Ergonomics and Safety Management:
Ergonomics applies the knowledge of human capabilities and limitations to analysis, design and operation of products, services and systems. The properties of interest include anthropometric, physiological, and psychological factors that may impact human-technology interactions. The goals of ergonomics are to increase system performance, safety, and cost effectiveness and to improve the human experience with technology. Safety management is a comprehensive management system designed to manage safety elements in the workplace. It includes policy, objectives, plans, procedures, organization, responsibilities and other measures. It is used in industries that manage significant safety risks, including aviation, petroleum, chemical, electricity generation and others.
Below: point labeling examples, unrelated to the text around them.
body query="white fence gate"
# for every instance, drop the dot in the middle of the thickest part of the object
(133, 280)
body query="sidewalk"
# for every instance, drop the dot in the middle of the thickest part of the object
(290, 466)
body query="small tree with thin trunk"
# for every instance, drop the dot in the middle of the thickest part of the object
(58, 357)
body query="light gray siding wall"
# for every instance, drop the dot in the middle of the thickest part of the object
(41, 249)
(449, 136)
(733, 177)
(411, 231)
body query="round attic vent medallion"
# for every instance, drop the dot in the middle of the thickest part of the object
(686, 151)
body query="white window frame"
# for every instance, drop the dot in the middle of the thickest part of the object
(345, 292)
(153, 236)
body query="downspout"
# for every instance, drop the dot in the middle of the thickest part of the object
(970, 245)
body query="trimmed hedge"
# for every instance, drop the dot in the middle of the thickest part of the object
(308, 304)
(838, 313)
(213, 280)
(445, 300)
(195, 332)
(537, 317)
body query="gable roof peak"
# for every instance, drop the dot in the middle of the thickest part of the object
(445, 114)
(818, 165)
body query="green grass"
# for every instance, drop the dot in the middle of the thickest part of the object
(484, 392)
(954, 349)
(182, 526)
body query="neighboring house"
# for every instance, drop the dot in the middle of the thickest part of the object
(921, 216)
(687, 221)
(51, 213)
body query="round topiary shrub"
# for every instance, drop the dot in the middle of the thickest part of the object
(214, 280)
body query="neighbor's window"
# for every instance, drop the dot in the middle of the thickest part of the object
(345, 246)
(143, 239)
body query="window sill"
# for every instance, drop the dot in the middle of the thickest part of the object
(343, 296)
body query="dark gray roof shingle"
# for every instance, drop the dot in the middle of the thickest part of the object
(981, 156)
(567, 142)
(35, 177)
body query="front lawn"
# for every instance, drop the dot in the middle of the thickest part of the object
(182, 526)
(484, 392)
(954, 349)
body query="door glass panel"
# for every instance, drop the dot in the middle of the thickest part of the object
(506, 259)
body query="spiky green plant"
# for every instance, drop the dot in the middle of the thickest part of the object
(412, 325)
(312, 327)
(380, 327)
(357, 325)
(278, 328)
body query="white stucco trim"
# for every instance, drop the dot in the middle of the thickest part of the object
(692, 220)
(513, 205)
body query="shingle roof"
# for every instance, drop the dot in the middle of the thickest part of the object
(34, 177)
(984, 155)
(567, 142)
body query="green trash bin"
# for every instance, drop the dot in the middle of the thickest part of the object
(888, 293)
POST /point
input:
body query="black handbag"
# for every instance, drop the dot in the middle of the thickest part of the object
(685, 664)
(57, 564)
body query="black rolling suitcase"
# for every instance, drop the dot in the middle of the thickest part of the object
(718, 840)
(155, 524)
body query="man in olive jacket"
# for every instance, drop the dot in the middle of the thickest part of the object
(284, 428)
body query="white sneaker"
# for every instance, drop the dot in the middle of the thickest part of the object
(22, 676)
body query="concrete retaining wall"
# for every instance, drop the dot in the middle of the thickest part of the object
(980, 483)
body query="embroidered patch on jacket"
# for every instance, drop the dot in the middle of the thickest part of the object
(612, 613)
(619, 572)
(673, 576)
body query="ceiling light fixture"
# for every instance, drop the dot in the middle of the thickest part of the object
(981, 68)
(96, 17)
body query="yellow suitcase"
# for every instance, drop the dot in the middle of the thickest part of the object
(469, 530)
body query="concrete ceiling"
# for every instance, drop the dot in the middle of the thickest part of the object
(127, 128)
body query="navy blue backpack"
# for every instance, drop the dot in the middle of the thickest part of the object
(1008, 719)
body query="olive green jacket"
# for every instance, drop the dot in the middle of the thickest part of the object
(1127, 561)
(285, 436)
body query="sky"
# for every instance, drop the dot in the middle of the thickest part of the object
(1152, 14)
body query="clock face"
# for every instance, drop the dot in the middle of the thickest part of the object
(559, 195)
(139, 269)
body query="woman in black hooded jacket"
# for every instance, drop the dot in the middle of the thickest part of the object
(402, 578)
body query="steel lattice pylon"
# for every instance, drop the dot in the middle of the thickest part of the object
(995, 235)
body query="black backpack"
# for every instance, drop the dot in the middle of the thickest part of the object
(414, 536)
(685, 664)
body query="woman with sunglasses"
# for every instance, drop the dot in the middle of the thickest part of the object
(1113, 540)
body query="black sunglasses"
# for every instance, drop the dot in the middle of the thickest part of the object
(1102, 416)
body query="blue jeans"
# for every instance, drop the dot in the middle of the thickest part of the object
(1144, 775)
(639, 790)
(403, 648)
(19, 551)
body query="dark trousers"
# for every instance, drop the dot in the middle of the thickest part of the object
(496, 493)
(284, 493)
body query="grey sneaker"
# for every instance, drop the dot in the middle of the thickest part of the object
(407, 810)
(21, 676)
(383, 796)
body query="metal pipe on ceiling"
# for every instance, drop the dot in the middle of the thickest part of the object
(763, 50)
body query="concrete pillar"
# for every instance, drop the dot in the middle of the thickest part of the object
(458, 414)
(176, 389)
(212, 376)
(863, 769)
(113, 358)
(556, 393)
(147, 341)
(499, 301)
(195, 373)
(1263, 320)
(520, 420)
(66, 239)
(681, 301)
Prognostics and Health Management
Prognostics and health management (PHM) predicts the future health state of a system by analyzing the current condition of the system under its actual operating conditions using sensing technologies, physics of failure, machine learning, modern statistics, and reliability engineering, etc. PHM is regarded as an efficient and practical approach for improving the maintenance cycle, reducing the maintenance cost, and extending the overall lifetime through evidence-based scheduled maintenance strategies. There are three different approaches of prognostics available to assess the degradation or extent of deviation from the expected performance- model-based prognostics, data-driven prognostics, and hybrid approach prognostics. In model-based prognostics, a physical model of the system or degradation process of the system is available with mathematical description to estimate the output for some definite inputs. The data-driven prognostics approach deals with previously observed data by using pattern recognition and machine learning techniques to perform prognostification. The necessity of the hybrid approach prognostics arises when the degradation system becomes too complex to express it as a mathematical model, and sufficient observed data is not present and it is harder to recognize the pattern of the data. Several applications of prognostics in practical engineering systems include capacity degradation of batteries, wear in a revolute joint, fatigue crack growth in a panel, fatigue damage in gears and bearings, and more.